Monday, January 24, 2022

Shuggie Bain by Douglas Stuart

Shuggie Bain is a novel that embodies every superlative that one could imagine. It is the most heart-wrenching, well written, and exemplary of the most well developed characters. I would defy anyone not to become emotionally involved with the titular character. 

Set in Glasgow, Scotland in the 1980s, the novel is a strong and emotional depiction a dysfunctional family, not necessarily completely through their fault, but as also as a result of societal and economic issues. The reader first meets Shuggie as a young man working in a neighborhood market. He has recently moved into a rooming house on his own despite his young age. After a brief introduction, the novel shifts to the young Shuggie and his early family life in the Bain household. Agnes Bain, Shuggie's mother, an alcoholic, trying to raise 3 children, Catherine, Leek, and Shuggie, on her own with little help from her philandering husband, Shug, a taxi driver. It is not a pretty or calm life with fires being set, attempted suicides, and the struggles of the family trying to coexist in the same small dwelling with Agnes' parents.

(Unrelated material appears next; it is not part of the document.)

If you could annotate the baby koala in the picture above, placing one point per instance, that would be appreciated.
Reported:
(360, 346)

From the time he is a little boy, Shuggie has struggled with the idea that he is somehow "not right." He plays with dolls, but they are really beer cans with suggestive pictures of women on them. His father thinks he is enjoying their provocativeness, but Agnes knows different. The family moves out Shug setting them up into council housing and then letting the shoe drop that he is not joining them. From there it is a spiral downward and the reader tries to catch a breath or two as Shuggie grows up, ever devoted to his mother as he watches her try to get on the right track, but always falling short. Catherine moves out and it is Leek who tries to keep Shuggie safe. 

Beneath all the emotional pulls of the story is a strong political and religious undertone. It is a condemnation of Thatcherism and the closing of the mines in Glasgow which leaves a great portion of the citizens without work and trying to escape poverty. They know how to circumvent the television and electric meters in which they need to deposit a fee to have a show to watch and heat in their homes. There is also the Catholic vs. Protestantism animosities that plays out in Agnes' family. In the eyes of her parents she should have stayed married to the Catholic (who fathered Catherine and Leek) instead of Shug who was Protestant. 

It was a compelling lecture that Douglas Stuart delivered to the audience of the Pittsburgh Arts and Lectures subscribers. He disavowed the autobiographical connection to the life that Shuggie Bain lived, but there were some very profound similarities. He was absolutely one of the best lecturers we have heard. Shuggie Bain is not an easy book to read, but a must one for an understanding of the human condition and the struggles of so many.  As Stuart said in his lecture, there is hope for Shuggie and for our society.